2.2 Agent Architecture

1. The Agent Equation

In the framework of Russell and Norvig, the internal structure of an AI is defined as the Agent Architecture. It is the relationship between physical hardware and controlling software.

Agent = Architecture + Program

Architecture: The physical device or computing platform (e.g., PC, robotic chassis, cloud server).
Program: The computer code that implements the Agent Function (mapping percepts to actions).

The Architecture makes percepts from sensors available to the Program, runs the logic, and feeds the chosen actions to the Actuators.

2. Basic Architecture Diagram

The architecture serves as the "bridge" between the software logic and the physical world.

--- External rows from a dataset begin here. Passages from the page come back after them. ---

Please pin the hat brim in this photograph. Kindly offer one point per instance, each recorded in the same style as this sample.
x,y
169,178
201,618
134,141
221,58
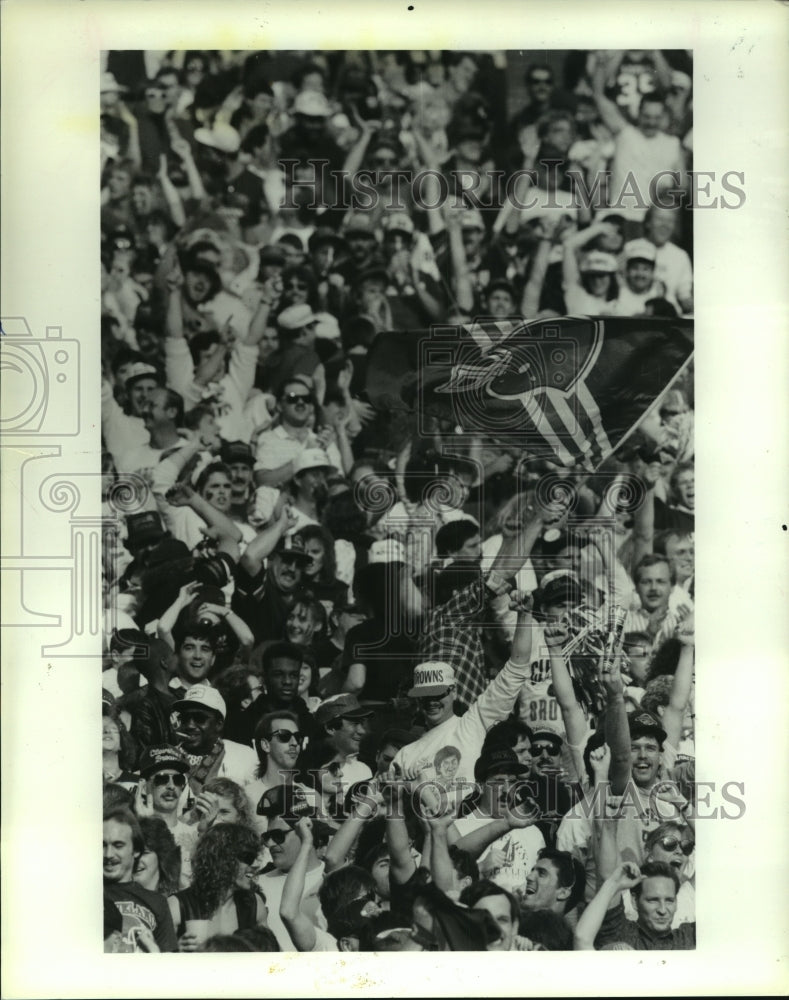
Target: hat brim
x,y
296,554
544,734
357,713
188,703
655,731
172,765
513,768
429,690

graph TD subgraph Agent ["The Agent"] direction TB Program["Agent Program \n Logic/Software"] Arch["Architecture \n Hardware/PC/Robot"] end Env["Environment"] -- "Percepts" --> Sensors Sensors -- "Data" --> Arch Arch -- "Input" --> Program Program -- "Decision" --> Arch Arch -- "Commands" --> Actuators Actuators -- "Actions" --> Env style Program fill:#c8e6c9,stroke:#388e3c style Arch fill:#bbdefb,stroke:#1976d2 style Env fill:#fff9c4,stroke:#fbc02d

3. Four Basic Types of Agent Architectures

Agent programs are categorized based on how the architecture processes information. As we move down this list, the "internal mind" becomes more complex.

A. Simple Reflex Agent

Acts based only on the current percept, using pre-defined condition-action rules.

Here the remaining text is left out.